Marinette sentit son ventre se serrer de manière douloureuse. Avait-elle brisé l'enfant ? Cette poupée en porcelaine qu'elle tenait entre ses bras. Cette vigoureuse brise qu'elle espérait tant pour garder au chaud. La franco-chinoise se sentit défaillir. Elle ne pouvait pas avoir fait cela.

Cependant, au cœur de toutes les nouvelles larmes qui déferlaient des iris jades d'Adrien, un sourire frais apparut. Un sourire qui était adressé à tous ceux qui se laissaient emporter par la limpidité de ses paroles.
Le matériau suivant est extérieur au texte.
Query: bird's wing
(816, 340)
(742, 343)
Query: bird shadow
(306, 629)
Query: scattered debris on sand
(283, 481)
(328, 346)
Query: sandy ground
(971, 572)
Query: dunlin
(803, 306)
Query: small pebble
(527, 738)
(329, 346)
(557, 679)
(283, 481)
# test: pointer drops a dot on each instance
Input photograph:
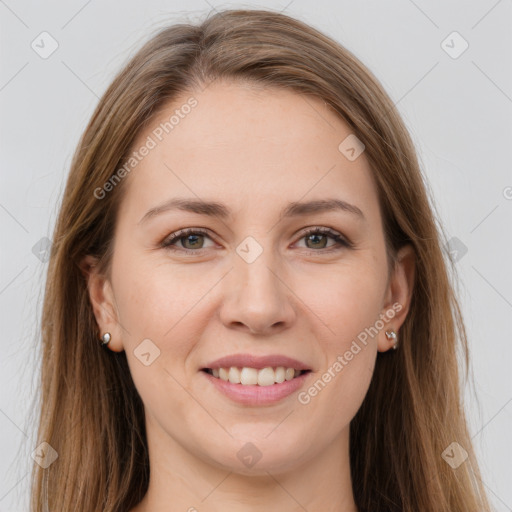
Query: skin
(255, 150)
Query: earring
(105, 339)
(391, 335)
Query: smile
(253, 377)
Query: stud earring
(105, 339)
(391, 335)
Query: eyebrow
(221, 211)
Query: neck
(181, 481)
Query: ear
(103, 303)
(398, 296)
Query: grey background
(458, 111)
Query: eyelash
(169, 242)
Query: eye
(317, 239)
(191, 239)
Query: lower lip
(257, 395)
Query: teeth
(251, 376)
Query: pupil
(187, 239)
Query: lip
(257, 395)
(257, 362)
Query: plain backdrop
(453, 90)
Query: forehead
(246, 145)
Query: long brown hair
(90, 411)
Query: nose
(256, 297)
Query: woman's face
(249, 280)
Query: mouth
(246, 376)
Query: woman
(247, 304)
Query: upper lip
(258, 362)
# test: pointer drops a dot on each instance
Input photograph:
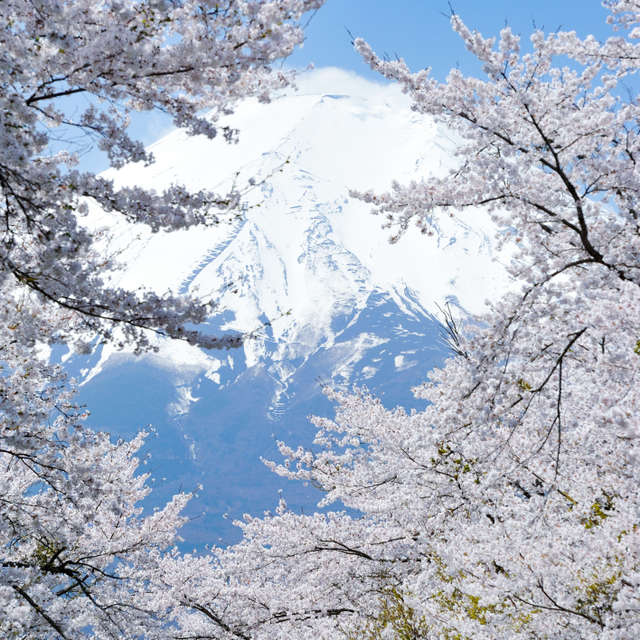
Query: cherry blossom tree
(192, 60)
(77, 556)
(509, 506)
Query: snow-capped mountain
(307, 269)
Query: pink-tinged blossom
(508, 507)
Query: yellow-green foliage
(395, 615)
(598, 512)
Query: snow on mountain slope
(308, 264)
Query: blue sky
(416, 30)
(419, 30)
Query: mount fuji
(307, 270)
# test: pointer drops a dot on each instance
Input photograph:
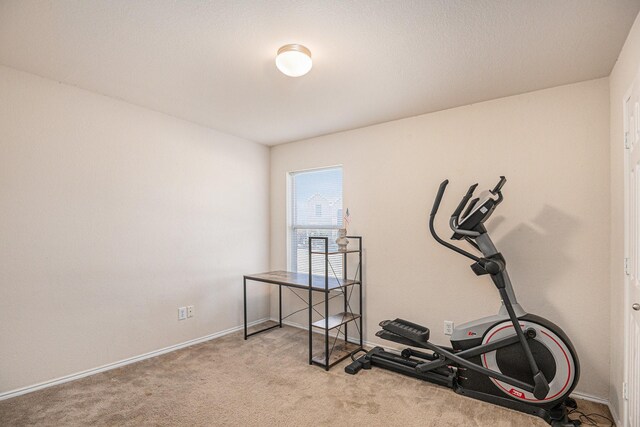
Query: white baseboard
(107, 367)
(616, 417)
(590, 398)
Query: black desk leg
(280, 304)
(244, 287)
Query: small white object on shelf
(342, 240)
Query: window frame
(290, 209)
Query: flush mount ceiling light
(294, 60)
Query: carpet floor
(264, 381)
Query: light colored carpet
(265, 381)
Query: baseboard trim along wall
(108, 367)
(78, 375)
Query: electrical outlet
(448, 327)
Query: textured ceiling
(212, 62)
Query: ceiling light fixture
(294, 60)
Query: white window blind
(315, 207)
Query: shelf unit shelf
(340, 349)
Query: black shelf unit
(337, 351)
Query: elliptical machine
(513, 359)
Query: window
(315, 209)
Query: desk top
(299, 280)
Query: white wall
(626, 69)
(553, 226)
(111, 217)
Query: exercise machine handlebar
(434, 211)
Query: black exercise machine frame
(443, 355)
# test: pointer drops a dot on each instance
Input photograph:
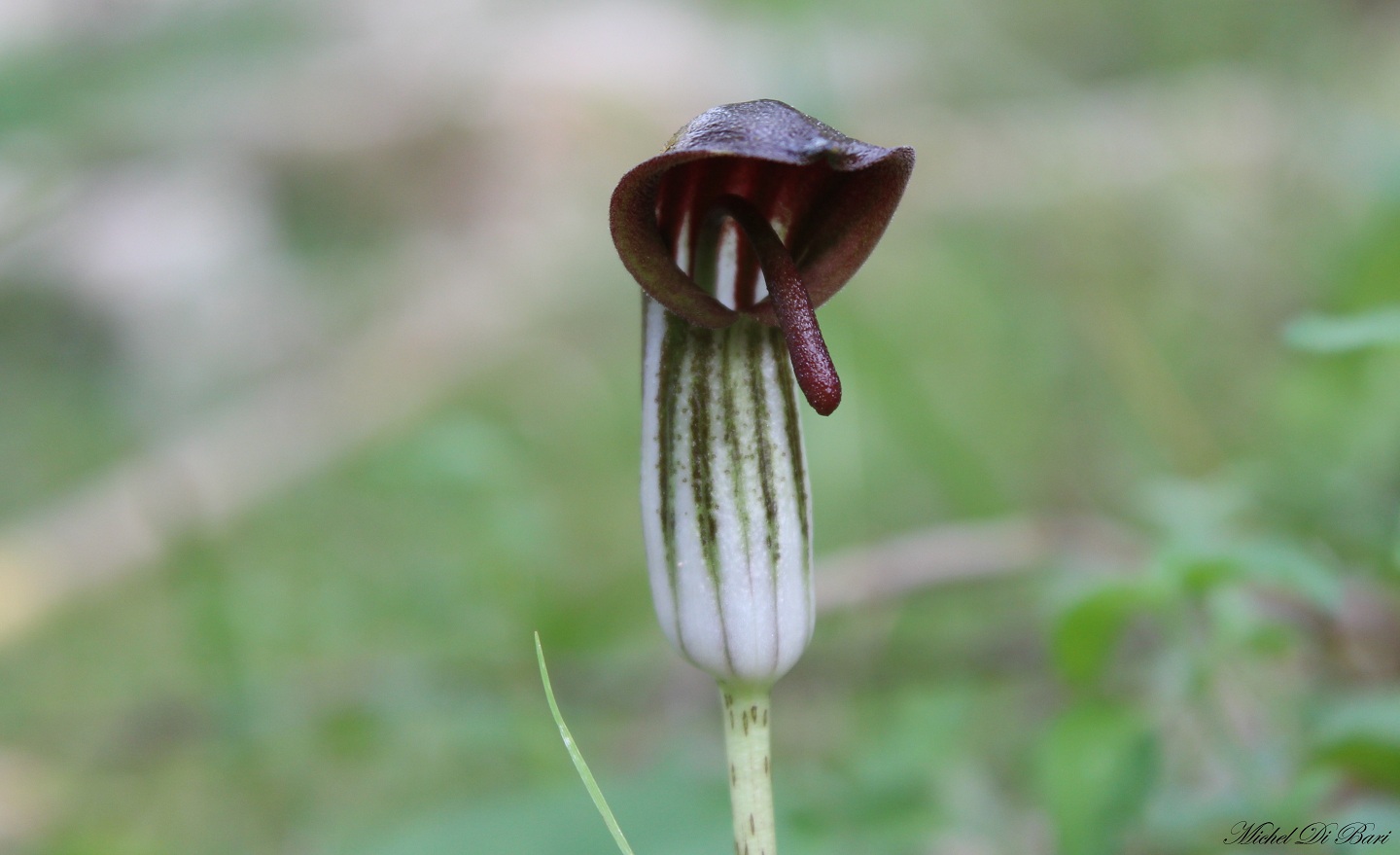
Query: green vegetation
(1147, 272)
Un sourire encore faible, encore frêle. Tout chétif. Mais une esquisse qui brillait et qui donna à la porteuse du Miraculous de la coccinelle le courage d'étreindre cet enfant dans ses bras puis de le poser, délicatement, au sol.

Le blond lui offrit un dernier regard, plein d'espoir et d'espérance. La transparence des émotions véhiculées brûla violement alors que la flamme vitale d'Adrien se réveillait, peu à peu.

Le petit garçon à la parka bleue, au petit jean délavé et aux bottes jaunes prit ensuite la route de la sortie. Marinette fila lui agripper la main. Aucun regard ne fut plus échangé. La marche s'ensuivit d'un calme chaleureux.

Ils traversaient doucement l'inconscient d'Adrien, un chemin triste, exigu et effrayant dont la sortie renfermait cependant un espoir de progrès. A mesure qu'ils avançaient, les deux se mirent à disparaître en poussière. En fragments lumineux qui virevoltèrent un instant avant de s'immoler dans une extase brusque et fine.